Objectively, I have no problem with the word “fag” in so far as said person is proudly and unrepentantly engaging in sodomy, and/or promoting it as legitimate to the public. There is truth in that word. And from what I’ve seen in YT videos of WBC protests, it seems this is how they are using the word. Therefore, objectively it is true that “God hates (ie extremely dislikes) fags (homosexuals publicly obstinate in their lifestyle).” It is debatable how prudent fundamentalists are in this kind of tactic, but what they are saying is true, they have a legal and moral right to say so.
Alongside abortion, sodomy is the main scourge on our nation. Whereas half the country at least nominally opposes abortion, the vast majority believe in tolerating homosexuality, gay civil unions, gay marriage, and gay adoption.

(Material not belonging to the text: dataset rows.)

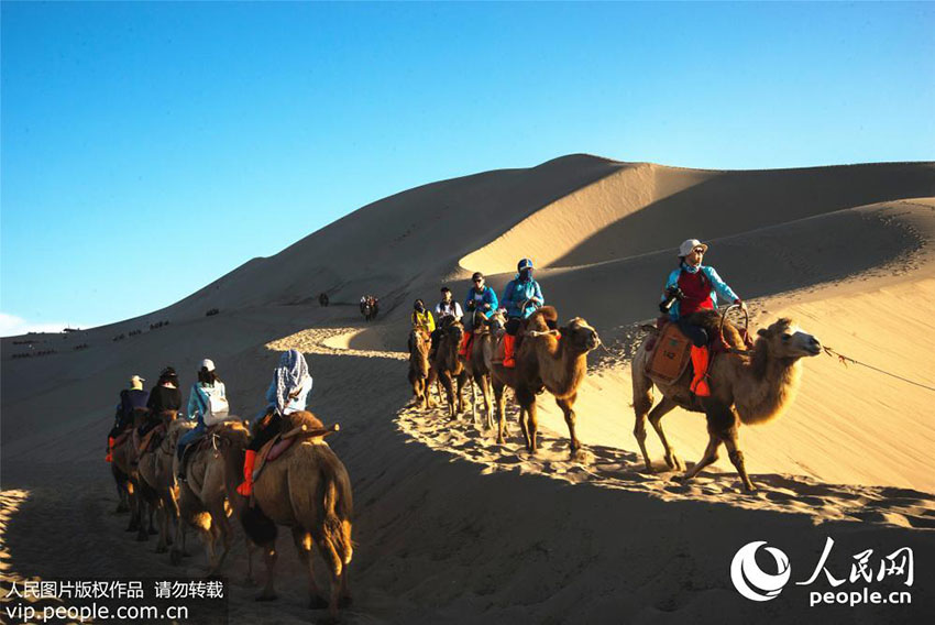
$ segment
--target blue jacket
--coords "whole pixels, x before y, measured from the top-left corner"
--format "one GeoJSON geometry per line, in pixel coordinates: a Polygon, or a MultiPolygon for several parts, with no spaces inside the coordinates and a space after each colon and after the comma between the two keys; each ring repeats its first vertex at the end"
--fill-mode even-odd
{"type": "Polygon", "coordinates": [[[546,303],[546,298],[542,297],[542,289],[539,287],[539,283],[535,279],[529,279],[527,282],[519,281],[519,274],[516,274],[516,277],[509,281],[506,285],[506,288],[503,290],[503,297],[501,301],[506,307],[506,316],[507,317],[521,317],[526,319],[538,308],[532,303],[526,305],[524,310],[519,309],[519,306],[527,299],[531,297],[539,298],[539,306],[546,303]]]}
{"type": "MultiPolygon", "coordinates": [[[[468,315],[474,314],[474,309],[471,308],[471,303],[474,301],[474,295],[476,293],[477,290],[473,286],[468,290],[468,298],[464,300],[464,311],[468,315]]],[[[484,286],[484,290],[481,292],[481,298],[483,299],[484,304],[490,304],[491,308],[488,310],[484,310],[483,305],[481,305],[477,309],[484,314],[484,317],[490,319],[491,315],[493,315],[494,311],[497,309],[497,294],[490,286],[484,286]]]]}
{"type": "MultiPolygon", "coordinates": [[[[714,271],[714,267],[708,265],[700,265],[698,271],[703,272],[711,283],[711,306],[712,308],[717,308],[717,296],[719,295],[722,299],[726,299],[729,303],[734,303],[735,299],[740,299],[737,297],[737,294],[727,286],[721,276],[717,275],[717,272],[714,271]]],[[[682,267],[680,266],[678,270],[673,270],[672,273],[669,274],[669,279],[666,281],[666,288],[663,288],[662,297],[660,301],[666,300],[666,290],[671,286],[679,285],[679,276],[682,274],[682,267]]],[[[675,304],[672,305],[672,308],[669,309],[669,318],[673,321],[679,320],[679,300],[675,300],[675,304]]]]}
{"type": "Polygon", "coordinates": [[[226,397],[227,390],[223,382],[216,382],[213,386],[205,386],[200,382],[191,385],[188,393],[188,419],[198,420],[200,427],[205,427],[205,413],[208,412],[208,394],[226,397]]]}
{"type": "MultiPolygon", "coordinates": [[[[284,414],[288,415],[289,413],[295,413],[297,410],[305,410],[306,402],[308,401],[308,394],[311,393],[311,376],[309,375],[301,383],[301,390],[295,399],[289,401],[286,404],[286,409],[283,410],[284,414]]],[[[266,390],[266,407],[275,407],[276,406],[276,382],[272,382],[270,384],[270,388],[266,390]]],[[[265,414],[265,412],[264,412],[265,414]]]]}

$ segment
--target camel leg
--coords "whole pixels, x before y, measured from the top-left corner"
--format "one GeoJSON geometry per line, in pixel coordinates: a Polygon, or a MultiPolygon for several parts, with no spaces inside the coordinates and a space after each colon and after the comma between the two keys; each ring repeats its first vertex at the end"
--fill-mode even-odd
{"type": "Polygon", "coordinates": [[[539,429],[538,415],[536,414],[536,395],[529,390],[516,390],[516,403],[519,404],[519,423],[524,426],[522,434],[526,436],[526,449],[529,453],[536,453],[538,441],[536,432],[539,429]],[[524,413],[526,419],[524,420],[524,413]]]}
{"type": "MultiPolygon", "coordinates": [[[[634,371],[636,371],[636,360],[634,360],[634,371]]],[[[634,413],[636,421],[634,423],[634,438],[639,443],[639,450],[642,452],[642,461],[646,463],[646,470],[649,473],[654,473],[652,461],[649,459],[649,452],[646,450],[646,415],[652,408],[652,383],[646,376],[634,373],[634,413]]],[[[663,397],[664,401],[664,397],[663,397]]]]}
{"type": "Polygon", "coordinates": [[[506,401],[504,397],[505,387],[498,382],[494,382],[494,398],[497,404],[497,443],[505,442],[504,435],[506,434],[506,401]]]}
{"type": "Polygon", "coordinates": [[[293,527],[293,542],[296,545],[296,551],[299,555],[299,560],[308,568],[308,606],[311,610],[322,610],[328,607],[328,601],[321,594],[318,584],[315,583],[315,566],[311,557],[311,534],[301,527],[293,527]]]}
{"type": "Polygon", "coordinates": [[[675,406],[675,402],[663,395],[662,401],[659,402],[652,410],[650,410],[649,423],[652,424],[652,429],[656,430],[656,434],[659,436],[659,440],[662,441],[662,448],[666,450],[666,464],[669,465],[669,469],[681,471],[683,469],[682,461],[675,456],[675,452],[666,439],[666,432],[662,431],[662,417],[669,414],[675,406]]]}
{"type": "Polygon", "coordinates": [[[208,572],[208,575],[218,575],[221,572],[221,567],[224,563],[224,559],[228,557],[231,550],[231,525],[228,522],[228,515],[224,513],[224,500],[220,497],[220,501],[216,501],[211,503],[210,508],[208,509],[208,514],[211,515],[211,534],[209,536],[209,540],[213,545],[211,551],[212,553],[217,553],[217,545],[218,541],[221,544],[221,555],[217,559],[217,562],[209,560],[212,562],[211,569],[208,572]]]}
{"type": "Polygon", "coordinates": [[[468,372],[462,370],[461,373],[455,377],[455,390],[458,392],[458,414],[464,413],[464,383],[468,382],[468,372]]]}
{"type": "Polygon", "coordinates": [[[457,413],[454,412],[454,384],[451,380],[451,374],[447,371],[442,371],[439,379],[444,385],[446,395],[448,395],[448,416],[449,418],[454,419],[457,413]]]}
{"type": "Polygon", "coordinates": [[[268,542],[262,546],[263,549],[263,560],[266,562],[266,585],[263,586],[263,591],[256,596],[256,601],[273,601],[276,599],[276,590],[273,588],[273,583],[276,581],[276,559],[278,555],[276,553],[276,544],[268,542]]]}
{"type": "Polygon", "coordinates": [[[578,436],[574,432],[574,409],[572,405],[574,405],[574,399],[578,397],[578,393],[572,393],[569,397],[564,399],[559,399],[556,397],[556,404],[559,405],[559,408],[562,409],[562,413],[565,416],[565,425],[568,425],[568,434],[569,434],[569,450],[571,452],[571,458],[574,460],[575,454],[581,449],[581,442],[578,440],[578,436]]]}
{"type": "Polygon", "coordinates": [[[728,458],[730,458],[730,462],[734,464],[734,468],[737,469],[737,473],[740,475],[740,481],[744,482],[744,489],[748,493],[756,491],[757,487],[750,481],[750,476],[747,475],[747,468],[744,464],[744,452],[740,451],[740,447],[737,443],[737,428],[734,428],[733,431],[726,436],[724,439],[724,447],[727,448],[728,458]]]}
{"type": "Polygon", "coordinates": [[[686,472],[682,476],[682,483],[688,484],[692,478],[698,474],[698,472],[711,464],[712,462],[717,460],[717,448],[721,447],[721,439],[714,435],[708,435],[707,448],[704,450],[704,456],[698,460],[697,464],[692,467],[691,471],[686,472]]]}

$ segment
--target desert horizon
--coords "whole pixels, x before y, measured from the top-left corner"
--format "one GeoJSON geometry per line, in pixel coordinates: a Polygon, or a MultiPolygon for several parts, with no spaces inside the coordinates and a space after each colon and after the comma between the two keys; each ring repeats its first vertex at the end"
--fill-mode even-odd
{"type": "MultiPolygon", "coordinates": [[[[767,540],[795,562],[798,580],[799,562],[814,567],[832,536],[838,577],[848,553],[905,546],[919,577],[911,605],[824,606],[827,617],[913,621],[933,599],[922,582],[935,556],[935,374],[924,364],[935,349],[933,237],[932,162],[713,172],[574,154],[384,198],[142,317],[26,336],[55,353],[18,358],[25,339],[3,338],[4,588],[36,577],[204,574],[200,550],[173,566],[112,513],[103,443],[118,392],[134,374],[148,388],[172,365],[187,399],[210,358],[232,414],[250,418],[278,354],[297,349],[315,381],[308,409],[340,424],[327,445],[355,501],[354,603],[342,619],[801,621],[814,614],[804,590],[789,586],[770,604],[743,599],[730,558],[767,540]],[[680,468],[666,464],[649,428],[647,471],[634,437],[632,359],[686,238],[710,245],[705,264],[747,304],[752,332],[792,318],[877,370],[828,353],[802,359],[782,414],[739,428],[752,493],[726,452],[679,481],[703,456],[704,415],[675,408],[664,419],[680,468]],[[406,381],[413,300],[433,306],[448,286],[463,303],[475,271],[499,296],[522,257],[559,324],[581,317],[600,335],[574,405],[578,454],[548,392],[537,398],[540,448],[530,453],[512,395],[497,443],[466,386],[468,407],[450,420],[443,394],[425,409],[406,381]],[[369,294],[380,298],[372,321],[359,310],[369,294]],[[76,520],[81,539],[51,556],[45,537],[76,520]]],[[[235,536],[223,570],[235,621],[324,614],[305,607],[305,575],[283,536],[279,599],[254,603],[235,536]]]]}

Therefore, WBC is absolutely right God is/will scourge this nation for sodomy. I suppose they focus on that since that is the grave error that America as a whole has accepted. Therefore, the fact that WBC, this tiny little family church in middle America, is calling this and other of the gravest evils out publicly in protest, makes them praiseworthy, despite their excesses.
One excess, in my opinion, is protesting military funerals. Objectively I think it is okay under some circumstances to protest at a military funeral. If I were alive during the celebrated funeral of Stalin, for example, I’d have no problem with protests, protesting Soviet Communism. Or perhaps at the funeral of any Soviet soldier, to protest the unjust government.
Therefore, while I question the prudence of this, SBC has the right motive. The reason is I also believe that most wars and military operations the US military engages in are gravely against biblical principles of just war, and that the US military industrial complex empire across the world is evil totalitarianism. When your nation and military spirals down to that dark level, protesting a military funeral is understandable and proportionate to the evil they are protesting, which besides gay soldiers, and the military allowing gays, is their message. I doubt they are maliciously targeting the family, but finding a method to call attention to the evil when few other methods are effective.
We live in the era of tolerance of grave evil including by the current Catholic hierarchy and most Protestant clergy. This is the era of PC culture and wokism enforcing liberalism and atheistic secularism. So despite their imperfections, I defend WBC in its public testimony to divinely revealed truth.